Go-Smart Simulation Framework

Primary authors : NUMA Engineering Services Ltd (NUMA), Dundalk, Ireland
Project website : http://www.gosmart-project.eu/

This project is co-funded by the European Commission under grant agreement no. 600641.

The GSSF tool provides the necessary scripts and libraries to run a simulation workflow beginning from STL and VTP surfaces, configuring a CGAL-based tool for volumetric meshing, running Elmer for finite element simulation, and ending with a VTK-extracted isosurface.

Introduction

The simulation framework (as opposed to the GSSA architecture) is a single specific workflow that allows a user to provide a set of STL surfaces and Elmer configuration, and get back a lesion surface.

This workflow is based primarily on Elmer FEM, a Finite Element multiphysics package primarily developed by CSC in Finland, and CGAL, a computational geometry library primarily developed by GeometryFactory in France. We thank the developers of both projects for their feedback and input on Elmer and CGAL related questions. Other components depend on GMSH, VTK and PythonOCC.

Non-GSSF workflow options include Docker-defined workflows. These may partially overlap, for example, by using the GSSF CGAL meshing tools to provide a volumetric mesh before launching an in-Docker workflow. This is the point you could perhaps substitute a Taverna workflow, for those more familiar with it.

GSSF itself consists of a series of semi-optional steps based on a GSSF-XML configuration file. This file is actually fairly similar to the GSSA-XML, but more case-specific to the workflow. For instance, it will have mesher configuration indicating which surfaces the CGAL mesher should include. GSSA contains a module for compiling GSSA-XML to GSSF-XML, if possible.

It is entirely reasonable to use GSSF separately from the rest of the GSSA architecture, starting with a GSSF-XML settings file and appropriately laid out directory. This is especially useful for offline debugging of simulation settings, which you may (or may not) want to update in the CDM later, but, in general, provides a simple workflow for taking STL surfaces, producing a volumetric mesh, running an Elmer simulation and returning a clean STL isosurface. Moreover, it is scriptable using fairly flexible command-line arguments, and terminal output is nicely colour-coded.

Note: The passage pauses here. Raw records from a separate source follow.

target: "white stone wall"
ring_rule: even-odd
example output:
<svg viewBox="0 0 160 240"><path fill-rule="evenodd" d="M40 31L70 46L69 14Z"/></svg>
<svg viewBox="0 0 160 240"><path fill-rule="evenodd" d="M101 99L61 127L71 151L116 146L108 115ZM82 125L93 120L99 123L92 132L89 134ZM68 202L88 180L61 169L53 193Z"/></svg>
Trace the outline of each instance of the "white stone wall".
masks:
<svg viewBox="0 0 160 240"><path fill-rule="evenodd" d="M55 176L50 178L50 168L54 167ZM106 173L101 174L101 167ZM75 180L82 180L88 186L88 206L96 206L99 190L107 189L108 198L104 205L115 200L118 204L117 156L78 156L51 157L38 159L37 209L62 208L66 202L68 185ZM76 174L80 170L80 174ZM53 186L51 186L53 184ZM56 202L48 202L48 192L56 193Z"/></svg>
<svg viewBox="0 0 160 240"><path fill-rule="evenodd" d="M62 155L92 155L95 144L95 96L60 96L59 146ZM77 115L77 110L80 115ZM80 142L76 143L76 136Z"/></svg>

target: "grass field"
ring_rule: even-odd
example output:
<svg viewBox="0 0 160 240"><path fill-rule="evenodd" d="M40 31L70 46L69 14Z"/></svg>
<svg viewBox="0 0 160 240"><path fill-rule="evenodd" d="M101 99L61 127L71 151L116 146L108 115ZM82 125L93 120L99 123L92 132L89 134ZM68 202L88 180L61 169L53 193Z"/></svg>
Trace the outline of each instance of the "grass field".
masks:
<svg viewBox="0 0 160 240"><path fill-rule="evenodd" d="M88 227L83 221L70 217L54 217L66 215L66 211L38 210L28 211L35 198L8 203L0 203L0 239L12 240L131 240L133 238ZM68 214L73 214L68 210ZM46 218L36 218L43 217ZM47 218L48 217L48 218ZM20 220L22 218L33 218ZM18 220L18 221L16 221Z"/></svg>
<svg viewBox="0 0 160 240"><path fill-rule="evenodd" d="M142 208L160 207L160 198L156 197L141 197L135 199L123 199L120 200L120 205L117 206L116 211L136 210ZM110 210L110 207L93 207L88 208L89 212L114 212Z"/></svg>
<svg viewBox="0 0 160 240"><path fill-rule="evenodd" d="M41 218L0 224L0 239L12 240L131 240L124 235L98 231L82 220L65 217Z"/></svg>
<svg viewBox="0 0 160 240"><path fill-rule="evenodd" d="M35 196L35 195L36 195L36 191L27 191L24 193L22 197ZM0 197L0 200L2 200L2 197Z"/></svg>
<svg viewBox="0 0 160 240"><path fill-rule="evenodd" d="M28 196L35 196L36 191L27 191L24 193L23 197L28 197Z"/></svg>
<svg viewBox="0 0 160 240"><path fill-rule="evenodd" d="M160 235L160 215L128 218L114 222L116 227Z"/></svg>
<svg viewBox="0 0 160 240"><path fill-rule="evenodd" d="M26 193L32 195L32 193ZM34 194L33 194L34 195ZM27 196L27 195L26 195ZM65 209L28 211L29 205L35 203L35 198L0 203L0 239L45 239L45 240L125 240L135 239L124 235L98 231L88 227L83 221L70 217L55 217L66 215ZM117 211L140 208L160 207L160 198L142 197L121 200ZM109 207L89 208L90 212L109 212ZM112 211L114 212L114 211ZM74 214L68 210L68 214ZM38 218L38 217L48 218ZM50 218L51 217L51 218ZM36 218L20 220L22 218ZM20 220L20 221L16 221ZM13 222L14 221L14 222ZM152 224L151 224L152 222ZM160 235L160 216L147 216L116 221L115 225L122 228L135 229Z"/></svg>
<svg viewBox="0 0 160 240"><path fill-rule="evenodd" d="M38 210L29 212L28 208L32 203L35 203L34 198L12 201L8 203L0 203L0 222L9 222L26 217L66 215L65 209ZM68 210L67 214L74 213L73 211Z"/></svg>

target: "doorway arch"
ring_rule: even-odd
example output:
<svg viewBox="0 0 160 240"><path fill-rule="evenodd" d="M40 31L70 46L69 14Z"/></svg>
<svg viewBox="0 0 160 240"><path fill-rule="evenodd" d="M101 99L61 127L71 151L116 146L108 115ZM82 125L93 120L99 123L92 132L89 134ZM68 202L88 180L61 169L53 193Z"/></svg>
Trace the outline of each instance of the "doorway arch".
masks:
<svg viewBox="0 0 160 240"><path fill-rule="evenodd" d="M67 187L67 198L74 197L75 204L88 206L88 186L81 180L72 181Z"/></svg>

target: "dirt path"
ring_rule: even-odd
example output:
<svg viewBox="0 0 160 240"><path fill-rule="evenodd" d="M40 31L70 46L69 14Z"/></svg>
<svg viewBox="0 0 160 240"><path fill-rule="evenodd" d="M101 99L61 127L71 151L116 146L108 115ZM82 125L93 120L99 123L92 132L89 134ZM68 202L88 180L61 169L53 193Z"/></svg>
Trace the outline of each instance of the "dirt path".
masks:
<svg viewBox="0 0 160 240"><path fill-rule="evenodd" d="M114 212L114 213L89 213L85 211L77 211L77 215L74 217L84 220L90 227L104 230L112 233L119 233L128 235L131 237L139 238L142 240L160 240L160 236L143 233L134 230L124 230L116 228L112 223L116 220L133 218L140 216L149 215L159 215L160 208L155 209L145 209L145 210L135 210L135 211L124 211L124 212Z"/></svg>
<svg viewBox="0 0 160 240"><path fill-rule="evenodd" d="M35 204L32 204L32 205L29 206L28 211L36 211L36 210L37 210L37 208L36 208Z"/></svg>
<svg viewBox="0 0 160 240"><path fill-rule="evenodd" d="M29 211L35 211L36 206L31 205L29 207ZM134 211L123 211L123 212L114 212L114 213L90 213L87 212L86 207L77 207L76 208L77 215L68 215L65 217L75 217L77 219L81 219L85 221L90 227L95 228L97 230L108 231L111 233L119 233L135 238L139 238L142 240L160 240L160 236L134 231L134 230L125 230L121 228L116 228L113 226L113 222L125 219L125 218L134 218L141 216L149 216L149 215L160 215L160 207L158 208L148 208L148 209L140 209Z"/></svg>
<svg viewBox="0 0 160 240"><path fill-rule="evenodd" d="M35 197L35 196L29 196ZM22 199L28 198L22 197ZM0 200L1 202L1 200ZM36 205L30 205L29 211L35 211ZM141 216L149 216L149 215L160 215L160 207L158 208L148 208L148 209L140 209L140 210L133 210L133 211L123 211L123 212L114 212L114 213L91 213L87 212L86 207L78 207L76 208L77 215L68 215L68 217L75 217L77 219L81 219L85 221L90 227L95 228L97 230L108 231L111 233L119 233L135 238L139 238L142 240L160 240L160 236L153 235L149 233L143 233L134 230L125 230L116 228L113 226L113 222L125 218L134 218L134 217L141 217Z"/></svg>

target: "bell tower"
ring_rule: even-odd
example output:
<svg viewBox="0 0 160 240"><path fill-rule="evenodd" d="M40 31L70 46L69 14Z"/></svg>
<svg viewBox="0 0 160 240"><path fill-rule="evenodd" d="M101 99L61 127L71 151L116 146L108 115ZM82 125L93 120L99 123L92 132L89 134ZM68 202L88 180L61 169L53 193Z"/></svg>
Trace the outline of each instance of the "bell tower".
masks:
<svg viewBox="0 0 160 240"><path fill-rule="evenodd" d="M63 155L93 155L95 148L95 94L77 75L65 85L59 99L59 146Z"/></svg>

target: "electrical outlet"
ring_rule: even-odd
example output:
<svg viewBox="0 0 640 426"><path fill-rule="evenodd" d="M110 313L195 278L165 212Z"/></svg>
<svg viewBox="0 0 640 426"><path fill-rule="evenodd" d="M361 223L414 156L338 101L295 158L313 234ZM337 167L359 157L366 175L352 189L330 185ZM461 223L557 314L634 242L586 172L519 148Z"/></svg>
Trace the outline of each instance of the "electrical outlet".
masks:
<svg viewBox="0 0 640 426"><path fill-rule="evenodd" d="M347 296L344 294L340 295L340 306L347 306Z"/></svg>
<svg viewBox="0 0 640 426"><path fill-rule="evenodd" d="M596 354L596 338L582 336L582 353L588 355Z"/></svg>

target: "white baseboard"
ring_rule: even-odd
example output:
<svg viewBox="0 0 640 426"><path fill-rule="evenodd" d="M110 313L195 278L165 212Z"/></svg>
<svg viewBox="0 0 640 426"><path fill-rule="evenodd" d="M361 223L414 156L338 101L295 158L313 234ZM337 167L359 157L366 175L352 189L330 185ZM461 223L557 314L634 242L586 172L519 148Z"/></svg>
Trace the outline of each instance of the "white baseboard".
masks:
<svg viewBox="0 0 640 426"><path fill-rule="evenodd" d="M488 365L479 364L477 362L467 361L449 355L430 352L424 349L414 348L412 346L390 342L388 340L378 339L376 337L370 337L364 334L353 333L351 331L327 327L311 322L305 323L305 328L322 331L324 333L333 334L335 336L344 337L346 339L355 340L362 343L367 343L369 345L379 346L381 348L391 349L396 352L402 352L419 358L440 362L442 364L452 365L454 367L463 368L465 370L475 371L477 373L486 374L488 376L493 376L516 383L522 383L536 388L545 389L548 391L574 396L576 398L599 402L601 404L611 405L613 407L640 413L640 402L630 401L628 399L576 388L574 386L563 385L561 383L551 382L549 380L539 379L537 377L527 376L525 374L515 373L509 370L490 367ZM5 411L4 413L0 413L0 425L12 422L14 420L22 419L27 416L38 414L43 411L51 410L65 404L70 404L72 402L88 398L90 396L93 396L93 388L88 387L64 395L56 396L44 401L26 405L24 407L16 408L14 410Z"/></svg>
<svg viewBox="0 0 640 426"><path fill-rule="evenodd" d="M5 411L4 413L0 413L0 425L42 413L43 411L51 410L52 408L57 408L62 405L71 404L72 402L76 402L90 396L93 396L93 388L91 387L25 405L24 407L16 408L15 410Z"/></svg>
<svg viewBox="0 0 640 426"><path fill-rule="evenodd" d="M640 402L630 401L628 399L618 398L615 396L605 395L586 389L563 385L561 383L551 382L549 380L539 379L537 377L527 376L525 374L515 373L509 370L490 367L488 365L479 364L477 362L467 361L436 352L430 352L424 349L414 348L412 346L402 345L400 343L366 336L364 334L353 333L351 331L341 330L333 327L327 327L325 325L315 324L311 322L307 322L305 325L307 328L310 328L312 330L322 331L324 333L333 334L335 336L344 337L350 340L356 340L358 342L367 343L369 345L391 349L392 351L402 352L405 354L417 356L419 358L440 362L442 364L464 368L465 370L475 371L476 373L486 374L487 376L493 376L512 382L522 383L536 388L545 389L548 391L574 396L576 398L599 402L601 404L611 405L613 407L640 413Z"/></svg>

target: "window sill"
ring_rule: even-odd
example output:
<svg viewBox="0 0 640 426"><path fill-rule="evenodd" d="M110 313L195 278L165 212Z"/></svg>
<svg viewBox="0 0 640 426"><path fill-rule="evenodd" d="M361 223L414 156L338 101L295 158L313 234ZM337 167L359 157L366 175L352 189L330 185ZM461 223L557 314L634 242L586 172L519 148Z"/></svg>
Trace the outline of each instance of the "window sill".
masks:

Execution of the workflow is managed by go-smart-launcher.

Workflow

The workflow follows the illustrated steps. It executes (in order), the Needle Library, the meshers, the mesh optimizer, ElmerGrid, the solver then lesion extraction on the results. It may also, if configured, run validation.

GSSF Workflow

Directory layout

On start-up of go-smart-launcher, GSSF is given a GSSF-XML file. Conventionally, this is named settings.xml and placed in the working directory with all input STL files in a subfolder input.

input/
settings.xml

As the workflow progresses, separate directories are created for each component (possibly multiple for certain components).

input/
elmer/
elmergrid/
...
lesion/
logger/
output/
validation/
settings.xml

The final output STL surface should appear in the output folder prior to successful exit. The logs for all components are, by default, kept in the logger directory.